/byte-serving-php

Byte serving from PHP

Primary LanguagePHPMIT LicenseMIT

Byte serving from PHP

What is byte serving?

Byte serving (or byteserving) is the ability of a web server to provide a range of bytes in a file instead of the entire file. If a file is being “byte served”, that means that the server which is sending the file is able to give specific bytes that the client (e.g., a web browser) requests. This feature of the HTTP protocol is commonly used by the Adobe Acrobat Reader plugin. For example, if a PDF file is being byte served, Acrobat can ask for the bytes for the 2nd page, and the server will send only the bytes for the 2nd page. In order to benefit of this HTTP protocol feature for viewing PDF files, two conditions must be fulfilled:

  • the server must be able to respond to byte ranges requests;
  • the PDF file must be "optimized", i.e. have a linear structure that would permit the independent download of separate pages or sections (otherwise Acrobat will probably not attempt byte ranges request).

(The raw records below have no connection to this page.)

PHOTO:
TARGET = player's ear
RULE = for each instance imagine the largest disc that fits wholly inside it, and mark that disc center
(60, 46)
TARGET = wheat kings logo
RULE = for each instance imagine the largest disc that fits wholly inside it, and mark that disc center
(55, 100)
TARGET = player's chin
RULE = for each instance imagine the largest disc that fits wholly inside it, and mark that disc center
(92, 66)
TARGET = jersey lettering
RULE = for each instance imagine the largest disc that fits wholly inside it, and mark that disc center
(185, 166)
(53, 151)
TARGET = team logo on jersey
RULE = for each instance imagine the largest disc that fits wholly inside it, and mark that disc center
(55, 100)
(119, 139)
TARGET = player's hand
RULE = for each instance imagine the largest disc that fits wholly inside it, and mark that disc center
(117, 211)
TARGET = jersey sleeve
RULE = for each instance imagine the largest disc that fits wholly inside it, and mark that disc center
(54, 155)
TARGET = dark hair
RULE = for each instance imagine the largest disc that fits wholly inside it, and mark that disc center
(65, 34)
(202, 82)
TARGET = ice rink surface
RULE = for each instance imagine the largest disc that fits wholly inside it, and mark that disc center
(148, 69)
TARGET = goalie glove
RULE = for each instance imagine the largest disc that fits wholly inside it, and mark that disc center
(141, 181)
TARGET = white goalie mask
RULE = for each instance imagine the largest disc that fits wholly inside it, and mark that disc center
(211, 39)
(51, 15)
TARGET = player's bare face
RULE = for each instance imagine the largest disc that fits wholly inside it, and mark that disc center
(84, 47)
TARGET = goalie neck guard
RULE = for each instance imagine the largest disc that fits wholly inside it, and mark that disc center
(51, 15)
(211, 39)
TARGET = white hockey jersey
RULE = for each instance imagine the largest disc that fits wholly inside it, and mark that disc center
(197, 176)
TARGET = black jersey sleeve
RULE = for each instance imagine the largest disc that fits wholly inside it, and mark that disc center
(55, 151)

This may be needed for, e.g.:

  • partial file downloading;
  • resuming file downloading.

Why byte serving from PHP?

The byte serving of regular PDF files is usually managed by the web server, if it is set up correspondingly. However, one may sometimes need to generate PDF file dynamically from PHP. For example, we would like to restrict access to certain PDF files to users authenticated by PHP, or to serve PDF files generated on the fly from PHP. If we would like our users to benefit of byte serving (view the first page of the file, or other particular pages without downloading the entire file), we must implement byte serving from inside PHP.

How to do it?

To implement byteserving, the script should do the following:

  • notify the client that it accepts byte ranges requests;
  • detect byte ranges requests;
  • extract from the file the requested byte range and serve it.

For more details about how byteserving works, you may check the documentation for the HTTP/1.1 protocol.

Known issues

It seems that when a byte ranges request by the Acrobat Reader plugin is not delivered by the server, Acrobat Reader may give a "There was a problem reading this document (109)" error when the user gets to the part of the PDF file that was not delivered. A typical scenario to get this error is to navigate quickly back and forth inside a PDF file while it downloads (by clicking the side navigation bar, for example). This results in many requests being submitted to the server in a short time, and the response to some of them may not reach the Acrobat Reader, due to network latency. However, this is not a bug of this script, but a bug in Acrobat: the same phenomenon also appears with files served directly by the Apache server.

History and acknowledgements

Initial code was written by Răzvan Valentin Florian and was first released online on July 23, 2004. Mathieu Roche and Gaetano Giunta contributed to detecting some bugs in that version of the script, which was last updated May 25, 2005, prior to being migrated to GitHub on September 24, 2018.

Danny Niu is currently maintaining the code and contributing improvements.